— Не всегда. В большинстве случаев — нет… Очень редко.

— Так когда же он жил?

— Четыре тысячи лет назад приблизительно. Я много старше.

— Он жил в моем мире? Или у Лиры? Или в этом?

— В твоем. Но миров — мириады. Тебе это известно.

— А как люди становятся ангелами?

— К чему эти метафизические спекуляции?

— Я просто хочу знать.

— Подумай лучше о своей задаче. Ты обобрал этого покойника, у тебя есть все игрушки, необходимые для жизни, так, может, двинемся наконец?

— Когда узнаю, куда идти.

— Куда бы мы ни пошли, Барух нас найдет.

— Значит, найдет, если и здесь побудем. Мне надо еще кое-что сделать.
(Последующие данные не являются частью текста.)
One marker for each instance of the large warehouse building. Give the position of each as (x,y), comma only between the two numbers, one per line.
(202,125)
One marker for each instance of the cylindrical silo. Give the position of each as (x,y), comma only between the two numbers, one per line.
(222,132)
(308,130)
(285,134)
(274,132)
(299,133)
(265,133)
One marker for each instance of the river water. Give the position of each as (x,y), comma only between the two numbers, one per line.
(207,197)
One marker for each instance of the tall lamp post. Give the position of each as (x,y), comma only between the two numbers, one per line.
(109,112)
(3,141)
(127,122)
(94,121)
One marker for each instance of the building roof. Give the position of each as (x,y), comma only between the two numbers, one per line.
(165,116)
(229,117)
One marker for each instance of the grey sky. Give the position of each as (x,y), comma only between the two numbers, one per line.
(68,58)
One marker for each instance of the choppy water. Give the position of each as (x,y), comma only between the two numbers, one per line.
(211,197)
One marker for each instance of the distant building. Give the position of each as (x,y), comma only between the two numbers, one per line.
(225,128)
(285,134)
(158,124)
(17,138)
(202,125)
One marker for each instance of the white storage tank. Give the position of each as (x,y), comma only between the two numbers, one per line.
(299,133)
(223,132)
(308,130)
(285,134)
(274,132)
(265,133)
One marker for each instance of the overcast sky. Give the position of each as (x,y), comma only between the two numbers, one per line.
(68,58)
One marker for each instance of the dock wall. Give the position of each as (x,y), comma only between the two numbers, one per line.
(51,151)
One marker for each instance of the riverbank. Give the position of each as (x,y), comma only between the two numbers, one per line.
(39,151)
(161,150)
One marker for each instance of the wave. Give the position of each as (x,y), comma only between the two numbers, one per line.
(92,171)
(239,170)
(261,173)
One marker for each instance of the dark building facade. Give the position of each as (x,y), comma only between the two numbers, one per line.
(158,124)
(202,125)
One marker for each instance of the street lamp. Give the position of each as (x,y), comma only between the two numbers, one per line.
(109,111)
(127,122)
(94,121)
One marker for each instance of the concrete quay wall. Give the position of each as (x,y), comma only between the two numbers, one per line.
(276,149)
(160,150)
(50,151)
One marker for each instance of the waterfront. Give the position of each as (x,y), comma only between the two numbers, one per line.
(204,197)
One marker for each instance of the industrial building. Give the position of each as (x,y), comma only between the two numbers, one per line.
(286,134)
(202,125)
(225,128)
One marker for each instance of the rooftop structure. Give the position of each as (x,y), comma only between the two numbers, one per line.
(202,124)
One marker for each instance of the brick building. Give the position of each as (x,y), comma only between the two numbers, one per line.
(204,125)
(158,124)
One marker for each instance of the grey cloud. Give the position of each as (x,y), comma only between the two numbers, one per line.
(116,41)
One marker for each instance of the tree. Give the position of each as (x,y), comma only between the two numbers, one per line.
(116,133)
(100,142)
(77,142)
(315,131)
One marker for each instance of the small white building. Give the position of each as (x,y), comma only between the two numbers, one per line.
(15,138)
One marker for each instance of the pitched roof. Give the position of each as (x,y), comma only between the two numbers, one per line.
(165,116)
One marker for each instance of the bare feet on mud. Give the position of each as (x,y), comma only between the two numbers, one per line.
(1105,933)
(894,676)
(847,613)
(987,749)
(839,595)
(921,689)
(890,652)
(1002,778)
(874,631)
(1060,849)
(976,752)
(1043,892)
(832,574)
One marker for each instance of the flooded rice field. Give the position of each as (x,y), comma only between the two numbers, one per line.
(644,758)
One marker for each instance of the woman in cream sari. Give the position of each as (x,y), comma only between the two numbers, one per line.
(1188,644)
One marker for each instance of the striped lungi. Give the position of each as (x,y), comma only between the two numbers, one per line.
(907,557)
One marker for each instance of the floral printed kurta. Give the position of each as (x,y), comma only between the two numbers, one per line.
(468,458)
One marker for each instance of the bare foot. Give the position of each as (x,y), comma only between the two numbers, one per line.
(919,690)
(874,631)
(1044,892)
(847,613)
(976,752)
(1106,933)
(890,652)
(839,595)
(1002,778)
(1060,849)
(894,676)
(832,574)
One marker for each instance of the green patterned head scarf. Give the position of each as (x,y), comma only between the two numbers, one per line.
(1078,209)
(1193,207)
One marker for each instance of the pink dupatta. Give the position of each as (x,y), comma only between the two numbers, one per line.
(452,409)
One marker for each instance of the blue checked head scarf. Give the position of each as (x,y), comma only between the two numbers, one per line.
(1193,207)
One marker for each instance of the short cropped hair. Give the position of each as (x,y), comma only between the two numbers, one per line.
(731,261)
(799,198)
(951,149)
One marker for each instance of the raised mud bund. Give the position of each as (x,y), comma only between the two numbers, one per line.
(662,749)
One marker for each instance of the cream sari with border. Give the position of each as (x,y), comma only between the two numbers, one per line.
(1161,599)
Уилл уселся так, чтобы не видеть тело сэра Чарльза, и съел три квадратика постного сахара. После еды он почувствовал необыкновенный прилив сил и бодрости. Потом он еще раз осмотрел алетиометр. Все тридцать шесть картинок на слоновой кости были совершенно четкими. Здесь младенец, здесь кукла, здесь хлеб и так далее. Смысл их был непонятен.

— Как это его Лира понимала? — сказал он Бальтамосу.

— Вполне возможно, что она все выдумывала. Те, кто пользуется этим прибором, учились годы и годы и все равно не понимали бы его без помощи множества справочников.

— Она не выдумывала. Она его правильно понимала. Говорила мне такое, чего никак иначе не могла узнать.

— Тогда для меня это такая же загадка, поверь, — сказал ангел.

Глядя на алетиометр, Уилл вспомнил, что говорила Лира о том, как его понимать, в какое состояние надо привести себя, чтобы он работал. Ему это тоже помогало сладить с норовом серебряного лезвия.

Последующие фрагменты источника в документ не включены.